John Kenneth Galbraith (1908-2006) Le pouvoir des grandes firmes

Dans ses très nombreux ouvrages ou sur la scène politique, J. K. Galbraith a produit une critique acérée du capitalisme américain. Avec pour objet d’étude les deux grands enjeux de son temps : les géants industriels et l’État-providence.

Écrire des ouvrages d’économie sur les affres de la « technostructure » américaine et en faire des best-sellers, puis s’investir en politique pour défendre les thèses de Keynes : le parcours de John Kenneth Galbraith est audacieux. Né en 1908 au Canada, J. K. Galbraith vient d’une famille de fermiers. Plutôt que la carrière agricole qui lui était destinée, le « grand Ken » (il mesure plus de deux mètres) choisit l’économie et devient professeur aux États-Unis. À la fin des années 1930, alors qu’il est en poste à Harvard, il voyage en Angleterre et se convertit au keynésianisme, qu’il présente comme une « révélation ».
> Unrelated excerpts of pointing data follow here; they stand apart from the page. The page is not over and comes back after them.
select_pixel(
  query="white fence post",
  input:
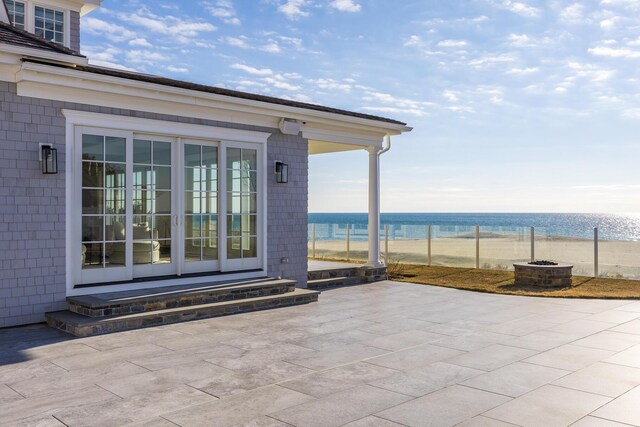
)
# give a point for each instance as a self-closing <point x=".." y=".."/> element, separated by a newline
<point x="386" y="243"/>
<point x="429" y="245"/>
<point x="533" y="244"/>
<point x="595" y="252"/>
<point x="348" y="242"/>
<point x="477" y="246"/>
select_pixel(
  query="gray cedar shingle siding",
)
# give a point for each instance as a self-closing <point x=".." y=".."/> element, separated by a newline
<point x="32" y="205"/>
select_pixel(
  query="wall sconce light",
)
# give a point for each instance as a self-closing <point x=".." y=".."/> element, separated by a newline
<point x="282" y="172"/>
<point x="49" y="159"/>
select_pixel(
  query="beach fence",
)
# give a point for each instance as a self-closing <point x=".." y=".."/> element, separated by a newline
<point x="487" y="247"/>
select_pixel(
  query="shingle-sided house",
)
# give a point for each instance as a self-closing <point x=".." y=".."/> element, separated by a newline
<point x="113" y="181"/>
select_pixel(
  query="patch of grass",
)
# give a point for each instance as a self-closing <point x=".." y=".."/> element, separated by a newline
<point x="502" y="282"/>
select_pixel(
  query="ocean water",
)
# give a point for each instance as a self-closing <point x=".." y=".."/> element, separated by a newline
<point x="413" y="225"/>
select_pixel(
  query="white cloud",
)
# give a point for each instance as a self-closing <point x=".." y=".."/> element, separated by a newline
<point x="110" y="31"/>
<point x="523" y="71"/>
<point x="573" y="13"/>
<point x="182" y="30"/>
<point x="491" y="60"/>
<point x="611" y="52"/>
<point x="223" y="10"/>
<point x="517" y="7"/>
<point x="345" y="5"/>
<point x="145" y="57"/>
<point x="271" y="48"/>
<point x="293" y="9"/>
<point x="177" y="69"/>
<point x="451" y="43"/>
<point x="252" y="70"/>
<point x="140" y="42"/>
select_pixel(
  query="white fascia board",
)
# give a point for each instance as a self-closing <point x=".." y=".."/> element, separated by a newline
<point x="4" y="17"/>
<point x="150" y="126"/>
<point x="39" y="54"/>
<point x="101" y="86"/>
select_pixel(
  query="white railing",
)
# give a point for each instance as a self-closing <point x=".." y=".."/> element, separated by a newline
<point x="478" y="247"/>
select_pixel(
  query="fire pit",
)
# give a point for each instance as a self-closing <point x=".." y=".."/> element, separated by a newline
<point x="543" y="274"/>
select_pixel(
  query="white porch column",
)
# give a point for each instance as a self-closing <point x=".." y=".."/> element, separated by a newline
<point x="374" y="207"/>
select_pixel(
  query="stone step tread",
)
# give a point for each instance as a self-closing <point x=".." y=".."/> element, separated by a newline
<point x="114" y="299"/>
<point x="80" y="320"/>
<point x="335" y="280"/>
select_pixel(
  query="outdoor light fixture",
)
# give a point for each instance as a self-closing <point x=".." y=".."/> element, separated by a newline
<point x="49" y="159"/>
<point x="289" y="126"/>
<point x="282" y="173"/>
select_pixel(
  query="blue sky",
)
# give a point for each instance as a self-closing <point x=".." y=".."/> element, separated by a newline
<point x="517" y="106"/>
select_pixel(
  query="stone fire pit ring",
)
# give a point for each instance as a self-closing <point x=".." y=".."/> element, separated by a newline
<point x="543" y="274"/>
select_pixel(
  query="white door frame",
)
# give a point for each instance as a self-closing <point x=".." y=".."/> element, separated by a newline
<point x="154" y="127"/>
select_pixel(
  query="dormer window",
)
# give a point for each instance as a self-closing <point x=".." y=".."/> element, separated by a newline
<point x="42" y="18"/>
<point x="16" y="11"/>
<point x="49" y="24"/>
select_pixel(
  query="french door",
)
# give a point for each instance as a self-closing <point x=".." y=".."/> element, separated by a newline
<point x="154" y="206"/>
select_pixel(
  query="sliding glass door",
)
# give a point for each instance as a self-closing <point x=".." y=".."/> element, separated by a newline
<point x="153" y="206"/>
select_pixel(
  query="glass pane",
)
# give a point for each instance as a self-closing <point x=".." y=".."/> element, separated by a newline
<point x="142" y="202"/>
<point x="92" y="229"/>
<point x="210" y="157"/>
<point x="141" y="151"/>
<point x="210" y="205"/>
<point x="233" y="180"/>
<point x="250" y="158"/>
<point x="161" y="153"/>
<point x="93" y="202"/>
<point x="142" y="177"/>
<point x="163" y="177"/>
<point x="192" y="250"/>
<point x="249" y="247"/>
<point x="249" y="203"/>
<point x="192" y="155"/>
<point x="234" y="225"/>
<point x="163" y="202"/>
<point x="233" y="203"/>
<point x="192" y="179"/>
<point x="162" y="227"/>
<point x="191" y="202"/>
<point x="142" y="230"/>
<point x="92" y="255"/>
<point x="115" y="201"/>
<point x="144" y="251"/>
<point x="92" y="174"/>
<point x="92" y="147"/>
<point x="253" y="225"/>
<point x="115" y="228"/>
<point x="115" y="175"/>
<point x="115" y="255"/>
<point x="192" y="226"/>
<point x="115" y="149"/>
<point x="233" y="158"/>
<point x="165" y="252"/>
<point x="234" y="249"/>
<point x="209" y="226"/>
<point x="210" y="249"/>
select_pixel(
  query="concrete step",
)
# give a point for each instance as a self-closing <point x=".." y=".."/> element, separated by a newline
<point x="83" y="326"/>
<point x="334" y="282"/>
<point x="118" y="303"/>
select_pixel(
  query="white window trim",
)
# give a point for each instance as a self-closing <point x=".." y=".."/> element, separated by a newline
<point x="174" y="129"/>
<point x="30" y="17"/>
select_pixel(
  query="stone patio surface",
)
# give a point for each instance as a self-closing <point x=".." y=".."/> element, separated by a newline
<point x="383" y="354"/>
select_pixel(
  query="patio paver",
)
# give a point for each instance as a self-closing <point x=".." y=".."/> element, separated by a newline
<point x="379" y="355"/>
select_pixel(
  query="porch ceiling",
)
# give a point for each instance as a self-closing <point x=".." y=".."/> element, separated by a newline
<point x="322" y="147"/>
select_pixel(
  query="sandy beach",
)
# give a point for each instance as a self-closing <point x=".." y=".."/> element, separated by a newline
<point x="619" y="259"/>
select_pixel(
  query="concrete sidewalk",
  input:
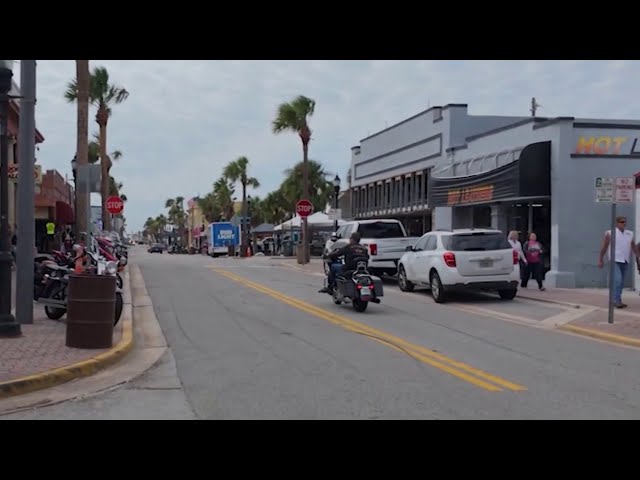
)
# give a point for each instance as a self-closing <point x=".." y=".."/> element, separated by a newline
<point x="40" y="358"/>
<point x="41" y="348"/>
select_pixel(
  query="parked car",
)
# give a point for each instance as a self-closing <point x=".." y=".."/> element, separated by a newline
<point x="386" y="240"/>
<point x="156" y="248"/>
<point x="455" y="260"/>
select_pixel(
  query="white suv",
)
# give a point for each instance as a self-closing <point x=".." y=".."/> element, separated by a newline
<point x="446" y="261"/>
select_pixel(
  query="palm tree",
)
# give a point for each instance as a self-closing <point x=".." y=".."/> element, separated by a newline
<point x="257" y="211"/>
<point x="320" y="187"/>
<point x="236" y="171"/>
<point x="294" y="117"/>
<point x="275" y="207"/>
<point x="176" y="214"/>
<point x="94" y="150"/>
<point x="104" y="95"/>
<point x="82" y="86"/>
<point x="210" y="207"/>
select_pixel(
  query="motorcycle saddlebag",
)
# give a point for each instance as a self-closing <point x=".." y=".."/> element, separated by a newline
<point x="377" y="284"/>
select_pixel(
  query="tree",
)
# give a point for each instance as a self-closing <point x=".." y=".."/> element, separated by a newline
<point x="94" y="150"/>
<point x="320" y="187"/>
<point x="210" y="207"/>
<point x="276" y="207"/>
<point x="104" y="95"/>
<point x="81" y="90"/>
<point x="258" y="215"/>
<point x="237" y="171"/>
<point x="176" y="215"/>
<point x="294" y="117"/>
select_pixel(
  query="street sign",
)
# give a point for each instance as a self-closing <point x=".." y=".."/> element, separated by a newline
<point x="335" y="214"/>
<point x="115" y="205"/>
<point x="304" y="208"/>
<point x="605" y="189"/>
<point x="625" y="189"/>
<point x="14" y="173"/>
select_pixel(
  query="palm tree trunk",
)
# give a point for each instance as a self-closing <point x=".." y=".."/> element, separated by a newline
<point x="305" y="190"/>
<point x="104" y="186"/>
<point x="82" y="143"/>
<point x="243" y="225"/>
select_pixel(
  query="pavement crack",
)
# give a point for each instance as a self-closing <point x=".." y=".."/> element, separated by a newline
<point x="157" y="388"/>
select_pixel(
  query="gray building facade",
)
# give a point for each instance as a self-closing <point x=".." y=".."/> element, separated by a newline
<point x="444" y="168"/>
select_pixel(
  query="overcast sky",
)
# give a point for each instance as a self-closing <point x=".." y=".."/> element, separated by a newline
<point x="185" y="119"/>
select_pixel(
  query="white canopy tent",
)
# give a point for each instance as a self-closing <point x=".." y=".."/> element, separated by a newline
<point x="318" y="219"/>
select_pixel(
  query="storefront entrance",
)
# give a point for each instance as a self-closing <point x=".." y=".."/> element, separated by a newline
<point x="536" y="218"/>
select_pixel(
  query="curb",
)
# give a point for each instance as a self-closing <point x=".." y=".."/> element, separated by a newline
<point x="58" y="376"/>
<point x="555" y="302"/>
<point x="609" y="337"/>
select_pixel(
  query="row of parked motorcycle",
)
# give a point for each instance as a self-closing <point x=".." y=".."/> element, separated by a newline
<point x="98" y="255"/>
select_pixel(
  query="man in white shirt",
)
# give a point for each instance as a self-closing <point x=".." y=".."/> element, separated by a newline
<point x="622" y="257"/>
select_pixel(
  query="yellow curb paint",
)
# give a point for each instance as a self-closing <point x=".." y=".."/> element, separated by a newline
<point x="58" y="376"/>
<point x="609" y="337"/>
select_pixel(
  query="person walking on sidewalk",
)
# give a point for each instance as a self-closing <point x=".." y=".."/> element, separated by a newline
<point x="517" y="247"/>
<point x="622" y="257"/>
<point x="533" y="254"/>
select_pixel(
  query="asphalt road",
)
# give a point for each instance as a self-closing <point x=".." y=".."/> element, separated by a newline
<point x="253" y="339"/>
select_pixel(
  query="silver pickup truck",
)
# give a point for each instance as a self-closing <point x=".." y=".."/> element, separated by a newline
<point x="386" y="240"/>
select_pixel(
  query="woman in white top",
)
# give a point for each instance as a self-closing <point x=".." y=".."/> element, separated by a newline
<point x="517" y="246"/>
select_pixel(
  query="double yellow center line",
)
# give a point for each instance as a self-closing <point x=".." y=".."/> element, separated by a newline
<point x="460" y="370"/>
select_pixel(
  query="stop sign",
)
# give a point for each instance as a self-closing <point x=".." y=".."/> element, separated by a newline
<point x="115" y="205"/>
<point x="304" y="208"/>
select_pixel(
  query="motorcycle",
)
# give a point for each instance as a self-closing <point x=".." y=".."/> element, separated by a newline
<point x="51" y="282"/>
<point x="357" y="287"/>
<point x="105" y="246"/>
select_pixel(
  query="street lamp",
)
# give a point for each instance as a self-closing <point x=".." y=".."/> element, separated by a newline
<point x="336" y="192"/>
<point x="248" y="220"/>
<point x="74" y="169"/>
<point x="8" y="325"/>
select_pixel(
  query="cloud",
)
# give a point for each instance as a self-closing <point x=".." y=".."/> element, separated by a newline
<point x="185" y="119"/>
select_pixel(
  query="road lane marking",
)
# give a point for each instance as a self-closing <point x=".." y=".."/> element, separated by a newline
<point x="453" y="367"/>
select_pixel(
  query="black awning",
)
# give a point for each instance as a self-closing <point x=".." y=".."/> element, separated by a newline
<point x="529" y="176"/>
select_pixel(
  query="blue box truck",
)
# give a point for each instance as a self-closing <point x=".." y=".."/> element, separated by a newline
<point x="223" y="234"/>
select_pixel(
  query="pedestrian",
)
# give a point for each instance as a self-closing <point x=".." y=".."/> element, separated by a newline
<point x="517" y="247"/>
<point x="278" y="244"/>
<point x="533" y="255"/>
<point x="622" y="257"/>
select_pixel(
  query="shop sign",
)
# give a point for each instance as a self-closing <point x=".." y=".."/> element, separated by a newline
<point x="607" y="145"/>
<point x="483" y="193"/>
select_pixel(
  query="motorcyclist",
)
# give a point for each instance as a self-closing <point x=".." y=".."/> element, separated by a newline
<point x="350" y="252"/>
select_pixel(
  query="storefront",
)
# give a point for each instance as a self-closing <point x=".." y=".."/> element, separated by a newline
<point x="510" y="191"/>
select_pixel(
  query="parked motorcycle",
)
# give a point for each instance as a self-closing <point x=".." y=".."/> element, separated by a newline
<point x="51" y="283"/>
<point x="357" y="287"/>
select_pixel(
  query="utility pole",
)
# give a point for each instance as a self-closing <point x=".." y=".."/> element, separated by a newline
<point x="83" y="215"/>
<point x="534" y="106"/>
<point x="26" y="192"/>
<point x="8" y="325"/>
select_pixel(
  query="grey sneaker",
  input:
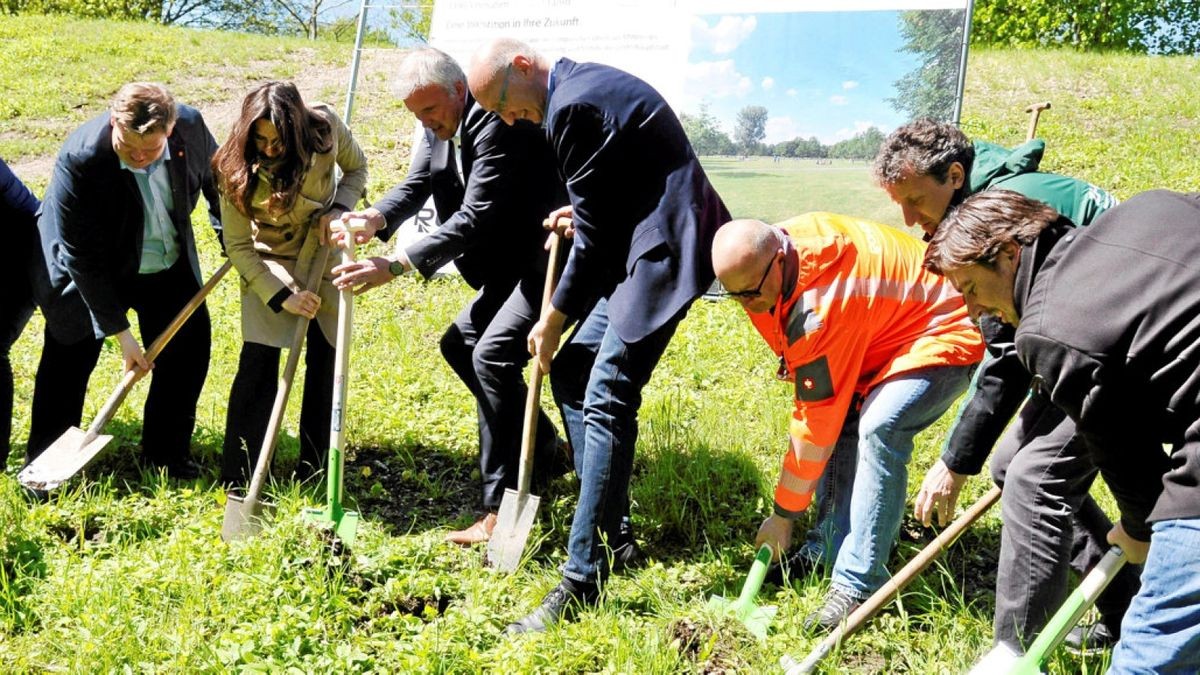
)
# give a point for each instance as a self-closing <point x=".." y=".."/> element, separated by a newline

Un passage au sein de la haute administration, en tant qu’économiste en chef de l’Office of Price Administration, lui confirme que l’État peut réguler efficacement l’économie. Son expérience – surveiller les prix, fixer des plafonds pour éviter l’inflation, superviser le rationnement de certains secteurs pendant la guerre – le convainc qu’il est possible d’éviter un retour à la crise après la guerre, en stimulant la demande, selon les principes keynésiens.

Penser la technostructure

À son retour à Harvard en 1948, J. K. Galbraith, devenu célèbre, publie une série de livres qui deviennent des best-sellers. Dans un style clair, plein d’humour et volontiers provocateur, il s’attache à ce qu’il considère comme les grands enjeux de son époque : le pouvoir des grandes entreprises et l’intervention de l’État dans l’économie. Dans Le Capitalisme américain (1952), J. K. Galbraith dresse un constat : l’économie américaine ne ressemble en rien au marché parfait de l’idéal néoclassique, où se rencontreraient de petites entreprises en concurrence les unes avec les autres et des consommateurs libres et autonomes. D’après lui, le système américain est dominé par trois grands « pouvoirs compensateurs » (« countervailing powers ») : les très grandes entreprises – comme Ford ou U.S. Steel – les syndicats et l’État interventionniste. Ce livre est encore assez peu critique du pouvoir des grands groupes. Dans le contexte de la prospérité d’après-guerre, l’auteur considère que les géants industriels produisent un environnement stable et des investissements à long terme, garants de progrès technique.